I hope I can ride it soon, after the white stuff are gone in MD, which will be a while. Oh well, gives me time to get pedals, fit the bike, etc.


----------



## foggypeake (Sep 11, 2005)

Like you, I am suffering in the snow in MD, eagerly awaiting another 10-15"! Looks like another session on the trainer followed by an "upper body workout" shoveling snow.


----------



## wasserbox (Mar 17, 2002)

That's what I love about Ti. That frame is eggzactly the same as my 2009 Xtralight.

You're going to LOVE it.


----------



## tuxbailey (Jul 24, 2009)

wasserbox said:


> That's what I love about Ti. That frame is eggzactly the same as my 2009 Xtralight.
> 
> You're going to LOVE it.


Thanks! There are like 3 ft of snow piled around here. It hurts so much that I can't ride the bike yet. All I can do is just go downstairs and check on the bike...

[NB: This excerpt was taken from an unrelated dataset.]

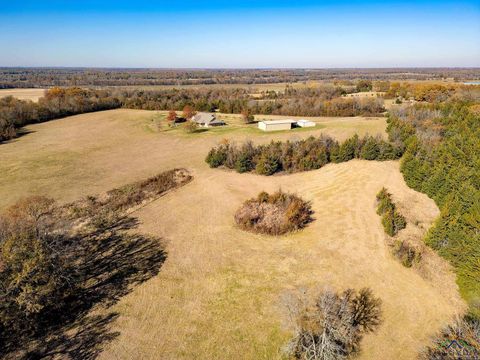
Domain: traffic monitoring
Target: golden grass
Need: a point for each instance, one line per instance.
(23, 94)
(218, 296)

I think the geometry is a little different from 2005 to 2009 but the look should still be the same.


----------



## CoLiKe20 (Jan 30, 2006)

that's a GREAT price. Very nice.


----------



## stelvio1925 (Oct 29, 2008)

Great bike at a great price! Congrats. Almost identical to my own 2009 build. Let us know of your ride impressions later in the season. Which fork does the frame have?


----------



## tuxbailey (Jul 24, 2009)

stelvio1925 said:


> Great bike at a great price! Congrats. Almost identical to my own 2009 build. Let us know of your ride impressions later in the season. Which fork does the frame have?


Thanks (and to CoLike20 as well.) I am not sure what fork it has. It is Merlin factory branded but I think it is Reynold form I have read...

I went out a few times already and I love it. I am faster too. But it probably has to do with weight loss and increase fitness from last year; and we know it is not about the bike  But it is definitely easier to climb and it is soooo smooth on the road, bumps or not; just like butter.

However, I can't deny that the joy it provides is significantly more than my previous bike. Placebo effect is powerful.

I have made some upgrade already, including a Thomson Elite seat post, Look Keo Carbon and I am waiting for a Fizik Arione.


----------



## tuxbailey (Jul 24, 2009)

*Updated Picture*

After 9 months of ownership, the bike has been changed a bit.


----------